Un momento después percibió el suave ondular de la bata de seda al deslizarse por el cuerpo de Nikki hasta caer en el suelo, donde formó un pequeño y blando montículo. Oh, eso era lo mejor. La anticipación lo volvía loco. Ahora mismo yacía desnudo sobre la mesa y ella también estaba desnuda a pocos centímetros detrás de él. En cuestión de segundos sus cuerpos se unirían. No había necesidad de implorar o de recurrir a tímidas mentiras del tipo «Oh, me duele la parte interior de los muslos, ¿podrías darme un masaje ahí?». Garner y Nikki tenían un acuerdo desde hacía mucho tiempo. Ella sabía lo que él esperaba, y él sabía exactamente lo que podía esperar de ella.

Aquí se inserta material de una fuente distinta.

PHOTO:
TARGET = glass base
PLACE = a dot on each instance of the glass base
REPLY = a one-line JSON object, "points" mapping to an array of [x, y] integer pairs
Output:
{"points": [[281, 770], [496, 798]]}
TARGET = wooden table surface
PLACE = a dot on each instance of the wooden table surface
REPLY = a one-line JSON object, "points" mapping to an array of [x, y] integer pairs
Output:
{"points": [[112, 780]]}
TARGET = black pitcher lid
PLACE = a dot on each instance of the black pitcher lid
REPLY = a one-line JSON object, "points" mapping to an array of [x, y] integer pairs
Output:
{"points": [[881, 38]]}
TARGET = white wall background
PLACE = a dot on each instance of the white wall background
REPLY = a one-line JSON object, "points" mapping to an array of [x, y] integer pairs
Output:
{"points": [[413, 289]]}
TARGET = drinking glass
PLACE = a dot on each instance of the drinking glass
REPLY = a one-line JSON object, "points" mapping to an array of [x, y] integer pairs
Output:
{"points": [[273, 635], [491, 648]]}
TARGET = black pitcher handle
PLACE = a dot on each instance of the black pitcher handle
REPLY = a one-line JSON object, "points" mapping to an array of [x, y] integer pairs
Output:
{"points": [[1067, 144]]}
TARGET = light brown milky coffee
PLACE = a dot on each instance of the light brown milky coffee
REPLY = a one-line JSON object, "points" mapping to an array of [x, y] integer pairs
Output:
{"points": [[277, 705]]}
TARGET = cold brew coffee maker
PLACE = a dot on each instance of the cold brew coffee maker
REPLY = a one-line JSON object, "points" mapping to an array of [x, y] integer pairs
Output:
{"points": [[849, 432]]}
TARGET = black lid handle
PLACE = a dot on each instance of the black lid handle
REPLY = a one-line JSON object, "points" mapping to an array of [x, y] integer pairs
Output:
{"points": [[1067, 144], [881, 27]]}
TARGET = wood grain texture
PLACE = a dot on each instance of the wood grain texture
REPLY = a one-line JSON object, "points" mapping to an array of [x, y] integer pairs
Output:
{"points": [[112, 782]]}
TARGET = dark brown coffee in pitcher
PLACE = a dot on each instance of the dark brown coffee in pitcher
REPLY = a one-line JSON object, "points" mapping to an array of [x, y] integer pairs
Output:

Garner esperó el primer contacto entre ambos.

Pero, en cambio, sintió un ligero pinchazo en la parte superior de la nuca, como si le hubiera picado un insecto.

Instintivamente, trató de levantar la mano para aplastar lo que fuera que le había picado, pero se dió cuenta de que no podía. El brazo derecho le pesaba, estaba como gomoso, inerte. El primer pensamiento frenético que cruzó por la cabeza de Garner fue: «Apoplejía». Una maldita apoplejía, ¡allí, de todos los lugares posibles! ¿Cómo iba a explicar eso? Intentó mover las piernas, los dedos de los pies…, nada. «No, no, no…».

—Chis —susurró alguien junto a él.

El nombre que quería pronunciar era «Nikki», pero no pudo juntar los labios; no de manera que pudiese formar una sílaba. Si pudiera hacerlo, ahora mismo estaría gritando: «Nikki, ¿qué coño estás haciendo? ¿Acaso no ves que no puedo moverme? ¿No ves que necesito ayuda?».

Garner, sin embargo, aún podía ver. No mucho. Apenas un trozo diminuto de visión periférica.

Vió un destello plateado. Y la mancha fugaz de una bata…, no de un quimono. No era Nikki quien estaba con él en la habitación. ¿Era un médico? ¿Se había desmayado? ¿Qué estaba pasando?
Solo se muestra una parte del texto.